The late cultural critic Ellen Willis was best known as the first pop music critic for The New Yorker. But in her forty-year career as a cultural critic, she covered a wide range of subject matter including feminism, countercultural politics, religion, family, and freedom for publications such as The New York Times, The Nation, Rolling Stone, and The Village Voice. She co-founded the radical feminist group The Redstockings and started the Cultural Reporting and Criticism Program at NYU. Willis published Beginning to See the Light: Pieces of a Decade in 1981 and No More Nice Girls: Countercultural Essays in 1992. After Willis died in 2006 at the age of 64, her daughter, journalist Nona Willis Aronowitz, collected her music criticism in the book Out of the Vinyl Deeps: Ellen Willis on Rock Music, which came out in 2011. Aronowitz (pictured below), a journalist who reports on education and poverty for NBCNews.com, has curated a new Willis anthology, The Essential Ellen Willis

Screen Shot 2014-05-06 at 10.06.56 AMTo me, one of the most remarkable things in the book is that it brings to light Ellen Willis’s pro-sex feminist pieces – which are really revolutionary even now. So can you talk a little bit about how you think those pieces were perceived back in the day?

Well, it went in two stages. First, with the radical feminists that she was involved in in the late ’60s, sex and pleasure was part of the narrative. It was something that they were talking about along the lines of “the personal is the political.” Then in the ’70s, feminism was – in her view – co-opted by centrists.

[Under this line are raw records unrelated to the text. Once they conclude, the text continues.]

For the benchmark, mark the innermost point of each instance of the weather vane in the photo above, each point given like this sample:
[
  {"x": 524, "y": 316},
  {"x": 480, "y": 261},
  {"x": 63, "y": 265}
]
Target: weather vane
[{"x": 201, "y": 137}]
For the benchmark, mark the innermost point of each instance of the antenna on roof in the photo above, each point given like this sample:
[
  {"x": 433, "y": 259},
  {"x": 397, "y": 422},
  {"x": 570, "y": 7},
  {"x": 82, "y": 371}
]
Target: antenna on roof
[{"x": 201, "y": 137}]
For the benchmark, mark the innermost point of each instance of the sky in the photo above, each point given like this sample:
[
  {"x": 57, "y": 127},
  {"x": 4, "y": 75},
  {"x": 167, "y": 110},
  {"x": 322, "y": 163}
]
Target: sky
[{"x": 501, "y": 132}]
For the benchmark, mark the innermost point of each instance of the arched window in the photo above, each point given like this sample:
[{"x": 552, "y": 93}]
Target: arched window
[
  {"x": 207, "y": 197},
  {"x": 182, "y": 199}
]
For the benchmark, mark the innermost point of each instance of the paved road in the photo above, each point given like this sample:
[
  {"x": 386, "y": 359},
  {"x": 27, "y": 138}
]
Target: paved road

My mother was watching the conversation around sex – and especially porn, a stand-in for heterosexual sex for certain feminists – she watched it morph into something that was unrecognizable to her, even conservative. So when she started writing about pro-sex feminism in the early ’80s, it was a real reaction not to the conservative right but what she perceived as conservative feminists. So to answer your question, I don’t think she got any abuse for it. But she vehemently disagreed with a lot of prominent radical feminists of the early ’80s about the role of pleasure and sex and pornography. And I think she was attempting to reclaim the conversation to what it looked like in the late ’60s.

I wonder what some of your favorite pieces were in the anthology. Which ones resounded personally for you? What were your favorite pieces to edit and to select?

Whenever anyone asks me where to start with Ellen Willis, I always say, “Read ‘Next Year in Jerusalem.'” First of all, I think it’s her longest piece – at least it’s the longest piece in the anthology. And it’s ostensibly about her brother converting to Orthodox Judaism and her going to Israel to learn more about it. But, really, it spans so many different topics: feminism, politics, family, sex – it’s about so many different things. She argues with herself, she argues with other people, she’s really, really, really thinking about why she believes what she believes. And people don’t do that very often. So that’s my favorite piece of hers.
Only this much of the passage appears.